J’ai relaté les circonstances dans lesquelles ce vendredi 9 décembre Fernando m’a alarmé et j’ai confessé ma réaction première, celle de faire le mort, ai-je lâché… Oh Jean-Pierre, mon pauvre ami, si tu m’entendais, ton oreille ne te trahirait pas, tu l’avais trop fine pour ne pas saisir à travers mon baratin ce que j’essaie d’exprimer, plus qu’un remords, une culpabilité, celle de t’avoir abandonné au seuil du Tiatro, pire celle de t’y avoir mené, comme si j’avais été en connivence avec la camarde. Pour m’en délivrer, de ce sentiment pénible, après avoir tergiversé, il m’a semblé indispensable d’être ici. En accord avec Sophie dont tu as tiré si merveilleusement le portrait pour ses trente ans, je suis revenu de Suisse pour te saluer, ni elle ni moi ne t’oublierons, nous conserverons de toi des souvenirs et plusieurs de tes photographies, pas ton imago, de tous les minois de la mort ce sont que tu as saisis sur l’argentique que nous préférons, et ceux de ta bouille, hilare ou malicieuse, réjouie, celle que tu arborais à chacune de nos retrouvailles. Pour nous qui n’avons pas besoin d’un pape, et pour les autres aussi, s’ils se donnaient de la peine, pour te mériter, tu étais un ami.

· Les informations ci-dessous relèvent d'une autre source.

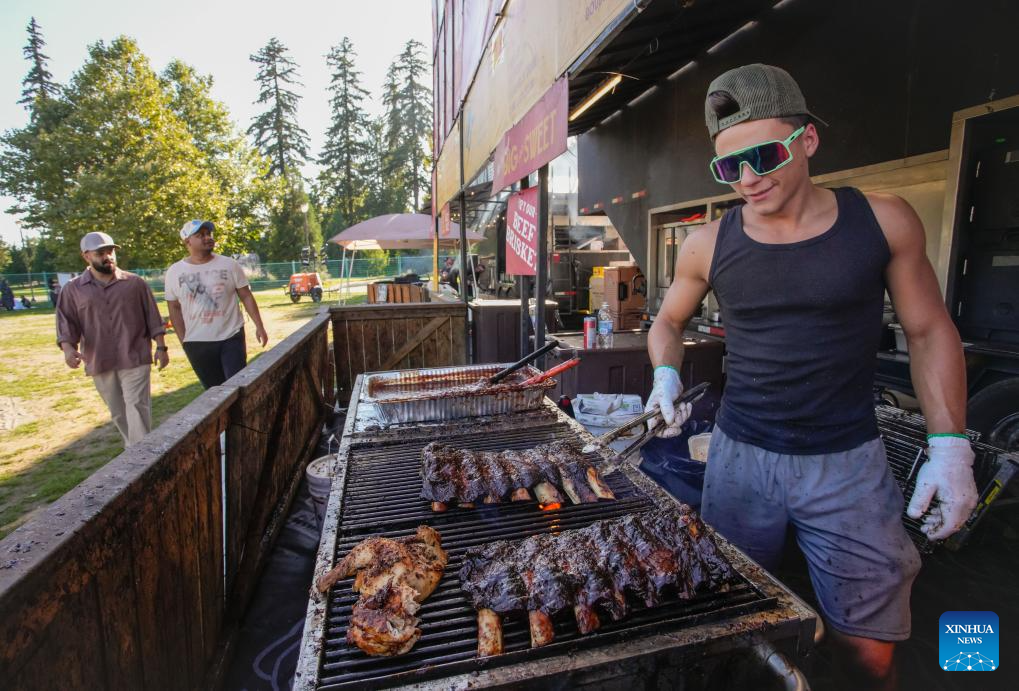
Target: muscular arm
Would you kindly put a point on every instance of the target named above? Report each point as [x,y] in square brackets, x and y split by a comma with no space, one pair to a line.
[664,342]
[248,300]
[936,364]
[177,319]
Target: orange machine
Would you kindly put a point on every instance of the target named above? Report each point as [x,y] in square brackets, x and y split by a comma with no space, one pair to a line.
[626,293]
[305,284]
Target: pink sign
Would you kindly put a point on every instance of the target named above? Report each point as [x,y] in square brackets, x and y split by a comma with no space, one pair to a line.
[536,140]
[445,223]
[522,232]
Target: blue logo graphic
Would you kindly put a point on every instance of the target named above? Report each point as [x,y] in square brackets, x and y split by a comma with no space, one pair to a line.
[968,641]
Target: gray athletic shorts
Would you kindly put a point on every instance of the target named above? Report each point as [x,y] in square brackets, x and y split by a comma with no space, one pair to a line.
[847,513]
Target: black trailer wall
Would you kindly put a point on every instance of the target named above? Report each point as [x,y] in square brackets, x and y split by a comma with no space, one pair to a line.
[886,74]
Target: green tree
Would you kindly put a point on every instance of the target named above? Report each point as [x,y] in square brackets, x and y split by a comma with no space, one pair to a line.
[416,104]
[390,150]
[113,153]
[383,182]
[39,83]
[408,125]
[292,227]
[276,133]
[342,178]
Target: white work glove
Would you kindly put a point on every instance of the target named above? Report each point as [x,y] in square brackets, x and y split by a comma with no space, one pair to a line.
[947,477]
[667,388]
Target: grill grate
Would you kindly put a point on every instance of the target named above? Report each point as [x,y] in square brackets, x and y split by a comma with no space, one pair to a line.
[905,436]
[382,496]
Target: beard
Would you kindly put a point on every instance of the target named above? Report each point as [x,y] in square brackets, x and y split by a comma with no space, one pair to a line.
[103,266]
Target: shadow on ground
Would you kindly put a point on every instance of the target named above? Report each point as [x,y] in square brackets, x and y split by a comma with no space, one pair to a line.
[979,577]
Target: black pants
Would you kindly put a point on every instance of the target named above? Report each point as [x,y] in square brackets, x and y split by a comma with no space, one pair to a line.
[216,361]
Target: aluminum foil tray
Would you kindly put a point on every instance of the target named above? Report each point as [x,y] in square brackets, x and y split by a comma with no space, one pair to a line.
[451,392]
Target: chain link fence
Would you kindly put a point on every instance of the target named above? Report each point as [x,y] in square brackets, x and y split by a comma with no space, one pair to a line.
[261,275]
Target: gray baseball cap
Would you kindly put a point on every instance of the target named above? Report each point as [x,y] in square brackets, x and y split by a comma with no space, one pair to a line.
[761,92]
[97,241]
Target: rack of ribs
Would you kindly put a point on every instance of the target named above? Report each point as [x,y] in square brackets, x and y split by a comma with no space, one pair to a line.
[466,476]
[393,577]
[590,571]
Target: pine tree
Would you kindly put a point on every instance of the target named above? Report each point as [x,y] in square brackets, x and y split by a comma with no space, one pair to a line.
[117,156]
[276,131]
[408,125]
[38,84]
[416,104]
[342,178]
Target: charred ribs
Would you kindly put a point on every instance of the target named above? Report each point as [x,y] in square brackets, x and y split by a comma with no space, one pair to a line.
[393,577]
[591,570]
[467,476]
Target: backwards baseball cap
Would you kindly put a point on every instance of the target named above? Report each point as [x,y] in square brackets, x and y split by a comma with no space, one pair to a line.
[761,92]
[193,226]
[97,241]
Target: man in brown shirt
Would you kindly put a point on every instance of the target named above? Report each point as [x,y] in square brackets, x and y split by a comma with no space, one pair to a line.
[112,315]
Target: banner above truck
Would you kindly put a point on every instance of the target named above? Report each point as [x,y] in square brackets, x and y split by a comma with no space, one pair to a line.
[536,140]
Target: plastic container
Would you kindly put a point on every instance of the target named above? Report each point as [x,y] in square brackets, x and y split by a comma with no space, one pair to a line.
[698,444]
[319,475]
[900,338]
[667,463]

Jean-Pierre, oh mon Jean-Pierre, ce que je viens de prononcer t’a bien sûr échappé. Aux morts, les vivants ne parlent pas, et d’ailleurs ceux-ci, s’ils ont un commerce sur lequel veiller c’est celui qui les relie à toutes celles et à tous ceux que la finitude n’a pas ravis, néanmoins les morts les vivants peuvent les apostropher leur adresser leurs suppliques les admonester d’être partis trop tôt, parce qu’il est certain qu’on meure toujours trop tôt et qu’en rejoignant l’énigme de la matière en mouvement on plonge ceux qui restent dans le désarroi et l’affliction, cette conviction qui est la mienne, et dont je me garderai d’être le prosélyte, cette conviction m’incite à juger que, c’est aux limites, à quelque distance de la Faucheuse, et de son double, Thanatos, que je suis le plus apte à chanter Eros, la vie et la joie. Et à en jouir. Je ne crois pas me fourvoyer en considérant que cette feuille de route était aussi celle de Jean-Pierre Rey.
(Portrait avec "Hélène de Troie" de Félix Labisse, par Jean-Pierre Rey)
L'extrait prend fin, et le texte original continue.